Protecting the UK’s tech ‘cash cow’ from a hard Brexit

Hallas: Ensuring free-flow of data between the UK and EU after Brexit is 'fundamental' [Benjamin Fox]

If the City of London’s financial district became famous for being the UK’s cash cow, the country’s tech sector has become similarly valuable. Digital and tech accounts for 14.5% of all UK service exports, some £30bn in 2016. It is also one of the most vulnerable to a ‘hard Brexit’.

“Brexit is the biggest priority over the coming year. It will understandably dominate all the conversations I have with the community, particularly on immigration, data and data flows, and the digital single market,” Dominic Hallas, executive director of the Coalition for a Digital Economy (Coadec), told EURACTIV.

Hallas, a former official in David Davis’s Exiting the EU department (DExEU), swapped the civil service for running the trade body for tech start-ups last month.

“I’m perhaps more bullish than some, partly because I spent the past year in DExEU. It’s in everyone’s interest that a deal is struck,” he said.

“No deal would be completely catastrophic for the sector.”

Eco-system

Hallas is anxious to dispel the idea that the UK tech sector is merely a London-centric industry.

“There are 800,000 programmers in the UK. Of those, about 300,000 are in London, half a million are outside of London and that’s a story that’s not often told, and is something that could be at risk in relation to Brexit.”

Access to capital is also at risk. Around 30-40% of the sector’s venture capital comes from the European Investment Fund (EIF), the EU agency based in Luxembourg which provides finance for small businesses across the EU.

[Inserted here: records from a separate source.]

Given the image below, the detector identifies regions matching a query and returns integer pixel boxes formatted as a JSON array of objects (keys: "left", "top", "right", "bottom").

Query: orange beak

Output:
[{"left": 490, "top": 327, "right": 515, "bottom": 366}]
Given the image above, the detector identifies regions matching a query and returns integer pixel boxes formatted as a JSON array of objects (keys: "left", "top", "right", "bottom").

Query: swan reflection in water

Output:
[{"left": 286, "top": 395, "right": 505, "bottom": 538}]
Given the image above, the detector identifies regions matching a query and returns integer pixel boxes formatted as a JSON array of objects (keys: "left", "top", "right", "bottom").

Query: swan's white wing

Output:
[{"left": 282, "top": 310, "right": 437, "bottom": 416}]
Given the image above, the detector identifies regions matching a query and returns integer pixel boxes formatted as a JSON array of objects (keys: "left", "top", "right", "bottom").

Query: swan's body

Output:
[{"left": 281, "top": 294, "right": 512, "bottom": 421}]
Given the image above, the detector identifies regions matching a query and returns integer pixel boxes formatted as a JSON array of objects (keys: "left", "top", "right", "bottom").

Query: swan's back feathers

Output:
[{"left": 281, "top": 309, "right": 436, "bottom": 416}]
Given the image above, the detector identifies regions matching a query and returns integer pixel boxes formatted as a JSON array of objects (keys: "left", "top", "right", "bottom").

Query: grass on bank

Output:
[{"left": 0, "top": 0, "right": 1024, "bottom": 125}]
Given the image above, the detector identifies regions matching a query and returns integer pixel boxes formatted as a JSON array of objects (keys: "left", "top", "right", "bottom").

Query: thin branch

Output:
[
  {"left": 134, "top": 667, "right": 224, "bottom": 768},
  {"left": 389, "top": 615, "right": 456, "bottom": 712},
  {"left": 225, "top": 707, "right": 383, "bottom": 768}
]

“It’s a big issue,” said Hallas. “There is substantial uncertainty about the role of the European Investment Fund, and what the UK’s relationship will be with the EIF. We need clarity on that to be honest, as soon as we can.”

In search of adequacy

One question on the minds of tech businesses after the June 2016 referendum was whether the UK would ditch the EU’s General Data Protection Regulation (GDPR). That was answered last August when Digital and Culture Minister Matt Hancock presented a bill that transposes GDPR into UK law.

But that won’t be enough to guarantee data flow in cyberspace across the Channel.

One danger for the UK is being caught in a legal grey area. As a ‘third country’ outside the EU’s single market, the UK will need an adequacy decision by the European Commission, which determines that a country’s data protection regime is robust enough that European personal data can be processed there.

Without an adequacy decision before the UK exits the EU, companies would need to put complex legal clauses in their contracts or terms of service and may need to have these sanctioned by an EU Data Protection Authority.

“It’s essentially a political decision,” said Hosuk Lee-Makiyama, director of the European Centre for Political Economy, himself a former Swedish government diplomat on trade, pointing to the UK’s Investigatory Powers Act as the likely main stumbling block.

“Adequacy is absolutely fundamental to the continuation of a successful technology start-up sector in the UK,” said Hallas.

“€272 billion of economic output relies on data flows in Europe each year. The UK government’s position is adequacy +; adequacy plus the involvement of the UK’s ICO in broader data protection discussions.”

“This is a negotiation, but I would hope that on both sides there is a pragmatic approach. Regardless of the discussions around security, it is a huge economic priority for UK, French, German firms that data continues to flow freely across Europe.”

Premier location

London is unlikely to be deposed by a European rival, said Hallas, who warned that Europe’s tech community would suffer collectively from a chaotic Brexit negotiation.

“London is very important as a hub for the tech community in Europe but the whole point is that it is an eco-system and having the ability to continue to work together is really important.”

He pointed to King Gaming, the inventor of Candy Crush, which was founded in Sweden and is now headquartered in London, with an Italian CEO at the helm.

“There are a million and one such cases. London has consistently played the role of being a free-flowing hub of talented people.”

“There’s a lot of conversation, from President Macron in particular, talking about how France wants to be at the forefront of bringing in new start-ups and attracting talent across Europe, and that’s all well and good but a lot of the best talent from the UK in terms of AI and new innovative industries won’t necessarily go to Paris, they’ll go to Silicon Valley.

“What you see in the figures is that as well as being the biggest importer of talent from the EU, the UK is also the biggest exporter to outside the EU. There’s a real risk of losing more of that talent if we have a punitive deal,” Hallas said.